The latest announcement that Colt’s sister company KVH will be expanding its low-latency network to Sydney, adding a new data and co-location centre, is indicative of the expansion of trading, and the rise in transaction volumes, across the Asia – Pacific region. New entrants, such as the Multilateral Trading Facilities (MTFs), are also bringing market liquidity and this in turn is drawing in more trading participants to the Asian markets.

However, it’s not all just about Asia; the Mexican Exchange will also be announcing the launch of a new internal trading engine which has a reported throughput of more than 200,000 messages per second. Like KVH, the trading engine will be ultra low latency, executing trades in round-trips of just 100 microseconds - an improvement of over 25 milliseconds on the Mexican Exchange’s legacy trading system.

As European markets continue to come under the regulatory spotlight, emerging markets remain in a perfect position to take advantage of regulatory arbitrage, a practice that enables organisations to capitalise on loopholes in regulatory systems. A surge of regulatory arbitrage is already benefitting lightly regulated destinations such as China and Russia.

Regulated investment firms in the likes of Brazil and India will continue to develop smart order routing capabilities as they gear up for a surge in algorithmic trading. This will be driven in part by the organisations that have managed to slip through the Volcker Rule system, brought in post the sub-prime mortgage collapse to restrict the amount of money banks can invest in hedge and private equity funds in order to safeguard the system from risky market speculation. Therefore, by turning their attentions towards more sophisticated smart order routing technologies, investment firms in emerging markets can avoid this regulatory risk by using algorithms to get the best results without moving the market, enabling them to access hidden liquidity.

However, it is not all straight forward for those looking to get aggressive around HFT in emerging markets. The procedures for regulatory approval around algorithmic trades are highly complex in certain markets. Take the National Stock Exchange (NSE) of India.  An organisation trading at high-speed in India must prove to the NSE that they have certain risk precautions in place. This is in addition to fully demonstrating the full nature of the trade to the exchange.

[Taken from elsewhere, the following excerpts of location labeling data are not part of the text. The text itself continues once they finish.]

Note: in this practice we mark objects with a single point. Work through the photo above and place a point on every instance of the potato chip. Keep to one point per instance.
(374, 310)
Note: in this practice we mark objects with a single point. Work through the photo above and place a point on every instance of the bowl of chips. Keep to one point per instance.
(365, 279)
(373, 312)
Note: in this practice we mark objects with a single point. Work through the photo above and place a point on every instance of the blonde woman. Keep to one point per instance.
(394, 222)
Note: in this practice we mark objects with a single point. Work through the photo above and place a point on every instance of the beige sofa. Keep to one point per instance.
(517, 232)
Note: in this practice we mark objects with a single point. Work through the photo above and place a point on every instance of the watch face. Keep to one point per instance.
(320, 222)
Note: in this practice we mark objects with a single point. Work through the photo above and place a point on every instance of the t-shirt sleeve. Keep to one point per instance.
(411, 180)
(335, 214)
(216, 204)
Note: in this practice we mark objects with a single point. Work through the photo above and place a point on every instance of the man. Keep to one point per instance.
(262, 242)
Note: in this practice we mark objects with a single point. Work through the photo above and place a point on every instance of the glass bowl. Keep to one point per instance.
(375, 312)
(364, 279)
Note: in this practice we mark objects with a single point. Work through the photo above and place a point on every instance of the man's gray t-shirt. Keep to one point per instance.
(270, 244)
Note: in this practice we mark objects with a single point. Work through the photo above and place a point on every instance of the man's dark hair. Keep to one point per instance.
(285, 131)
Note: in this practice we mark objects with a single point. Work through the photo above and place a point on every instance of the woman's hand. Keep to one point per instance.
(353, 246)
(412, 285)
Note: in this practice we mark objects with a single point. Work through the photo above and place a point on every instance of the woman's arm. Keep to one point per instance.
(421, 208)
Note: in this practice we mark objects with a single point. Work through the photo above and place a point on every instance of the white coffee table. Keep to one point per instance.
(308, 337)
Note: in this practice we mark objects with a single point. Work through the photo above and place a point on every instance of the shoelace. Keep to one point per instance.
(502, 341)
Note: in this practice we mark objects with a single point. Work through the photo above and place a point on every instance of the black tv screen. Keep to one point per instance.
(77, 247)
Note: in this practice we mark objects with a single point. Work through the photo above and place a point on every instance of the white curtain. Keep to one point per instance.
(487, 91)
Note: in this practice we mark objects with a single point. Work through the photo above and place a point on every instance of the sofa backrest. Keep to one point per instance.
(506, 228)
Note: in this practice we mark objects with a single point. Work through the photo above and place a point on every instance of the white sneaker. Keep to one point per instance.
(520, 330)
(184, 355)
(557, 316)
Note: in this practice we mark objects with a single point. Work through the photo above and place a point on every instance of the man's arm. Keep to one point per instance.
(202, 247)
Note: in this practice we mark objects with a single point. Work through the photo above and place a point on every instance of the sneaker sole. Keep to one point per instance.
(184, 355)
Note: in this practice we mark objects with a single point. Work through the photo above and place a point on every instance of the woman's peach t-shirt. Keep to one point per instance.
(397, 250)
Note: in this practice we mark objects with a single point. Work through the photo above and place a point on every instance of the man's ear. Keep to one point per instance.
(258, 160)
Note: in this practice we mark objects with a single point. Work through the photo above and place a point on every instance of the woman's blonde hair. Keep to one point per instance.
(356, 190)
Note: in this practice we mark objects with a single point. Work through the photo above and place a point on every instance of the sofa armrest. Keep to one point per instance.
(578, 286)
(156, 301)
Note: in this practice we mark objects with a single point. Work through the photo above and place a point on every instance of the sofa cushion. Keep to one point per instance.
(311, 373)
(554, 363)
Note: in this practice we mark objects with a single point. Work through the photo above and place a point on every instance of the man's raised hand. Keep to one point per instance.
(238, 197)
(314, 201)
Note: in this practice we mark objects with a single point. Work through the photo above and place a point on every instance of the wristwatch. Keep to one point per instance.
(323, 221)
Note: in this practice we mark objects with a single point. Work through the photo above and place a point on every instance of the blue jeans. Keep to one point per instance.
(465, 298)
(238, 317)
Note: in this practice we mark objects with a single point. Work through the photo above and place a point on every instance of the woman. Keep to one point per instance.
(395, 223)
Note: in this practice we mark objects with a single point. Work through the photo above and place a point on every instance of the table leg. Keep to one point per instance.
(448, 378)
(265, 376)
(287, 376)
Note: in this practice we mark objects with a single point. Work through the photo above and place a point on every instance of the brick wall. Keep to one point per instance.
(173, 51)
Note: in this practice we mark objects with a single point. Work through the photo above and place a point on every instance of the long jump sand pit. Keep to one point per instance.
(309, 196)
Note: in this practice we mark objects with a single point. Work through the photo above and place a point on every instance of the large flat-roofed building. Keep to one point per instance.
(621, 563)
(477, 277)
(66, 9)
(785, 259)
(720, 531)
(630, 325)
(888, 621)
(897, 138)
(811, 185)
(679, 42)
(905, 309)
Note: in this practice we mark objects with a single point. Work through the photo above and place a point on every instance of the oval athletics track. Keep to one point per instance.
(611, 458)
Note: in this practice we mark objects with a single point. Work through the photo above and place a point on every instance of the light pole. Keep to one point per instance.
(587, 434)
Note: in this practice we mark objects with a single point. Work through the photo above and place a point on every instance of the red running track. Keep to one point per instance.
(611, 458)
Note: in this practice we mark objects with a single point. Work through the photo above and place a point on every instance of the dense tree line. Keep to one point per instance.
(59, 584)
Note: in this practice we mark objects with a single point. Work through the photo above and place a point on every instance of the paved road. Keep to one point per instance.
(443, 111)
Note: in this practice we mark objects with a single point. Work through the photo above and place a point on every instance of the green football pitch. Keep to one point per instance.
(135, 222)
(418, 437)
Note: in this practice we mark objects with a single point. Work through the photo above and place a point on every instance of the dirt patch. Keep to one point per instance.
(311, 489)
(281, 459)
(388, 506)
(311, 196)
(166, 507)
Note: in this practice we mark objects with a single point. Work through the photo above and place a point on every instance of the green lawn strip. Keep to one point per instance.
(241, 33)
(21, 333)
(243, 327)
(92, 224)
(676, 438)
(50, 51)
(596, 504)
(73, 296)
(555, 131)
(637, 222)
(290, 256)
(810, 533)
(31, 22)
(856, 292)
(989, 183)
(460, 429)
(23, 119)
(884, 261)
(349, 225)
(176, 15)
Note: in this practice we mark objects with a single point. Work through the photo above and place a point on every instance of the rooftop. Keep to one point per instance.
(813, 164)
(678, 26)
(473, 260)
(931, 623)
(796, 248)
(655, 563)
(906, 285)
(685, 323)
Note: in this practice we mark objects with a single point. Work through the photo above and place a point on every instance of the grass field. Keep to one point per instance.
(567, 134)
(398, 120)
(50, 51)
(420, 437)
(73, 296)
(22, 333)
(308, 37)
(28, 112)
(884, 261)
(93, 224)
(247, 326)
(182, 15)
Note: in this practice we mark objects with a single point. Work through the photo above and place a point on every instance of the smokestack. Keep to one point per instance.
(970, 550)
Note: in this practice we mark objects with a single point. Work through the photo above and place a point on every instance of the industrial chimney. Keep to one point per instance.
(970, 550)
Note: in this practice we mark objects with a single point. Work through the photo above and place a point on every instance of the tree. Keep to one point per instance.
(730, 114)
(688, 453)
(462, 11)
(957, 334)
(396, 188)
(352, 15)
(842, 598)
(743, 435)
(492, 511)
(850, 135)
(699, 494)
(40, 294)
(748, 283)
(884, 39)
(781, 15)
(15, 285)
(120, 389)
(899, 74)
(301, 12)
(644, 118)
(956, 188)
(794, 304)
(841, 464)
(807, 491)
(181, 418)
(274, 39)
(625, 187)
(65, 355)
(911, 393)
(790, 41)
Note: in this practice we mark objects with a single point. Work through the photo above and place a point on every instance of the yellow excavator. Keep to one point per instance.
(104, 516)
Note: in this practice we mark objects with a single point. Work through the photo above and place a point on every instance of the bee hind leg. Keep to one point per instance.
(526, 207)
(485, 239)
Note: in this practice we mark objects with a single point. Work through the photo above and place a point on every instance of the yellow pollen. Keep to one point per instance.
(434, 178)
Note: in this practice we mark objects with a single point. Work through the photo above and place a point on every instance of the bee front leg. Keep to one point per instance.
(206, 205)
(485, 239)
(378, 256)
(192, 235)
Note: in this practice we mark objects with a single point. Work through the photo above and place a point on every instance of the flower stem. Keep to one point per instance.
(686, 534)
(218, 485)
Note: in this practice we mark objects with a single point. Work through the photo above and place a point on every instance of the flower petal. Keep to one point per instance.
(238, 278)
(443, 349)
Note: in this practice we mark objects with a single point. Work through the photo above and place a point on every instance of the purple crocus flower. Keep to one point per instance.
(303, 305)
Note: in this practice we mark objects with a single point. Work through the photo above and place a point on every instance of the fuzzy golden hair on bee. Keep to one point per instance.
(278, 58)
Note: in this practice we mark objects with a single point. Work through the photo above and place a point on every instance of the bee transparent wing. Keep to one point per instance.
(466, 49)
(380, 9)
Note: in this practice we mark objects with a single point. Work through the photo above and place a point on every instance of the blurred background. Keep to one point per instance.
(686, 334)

It is a question of when, not if , emerging markets will fully embrace the benefits of algorithmic trading in 2012. In every emerging market, a growing proportion of trading is conducted at high-speed and nothing except a blanket ban will prevent the practice from being adopted elsewhere. While there are a few barriers to overcome for the likes of India, when it comes to algorithmic trading, the genie is well and truly out of the bottle. If the model continues to work in Europe, why should emerging markets not adopt the same approach as the search for more liquidity gathers pace?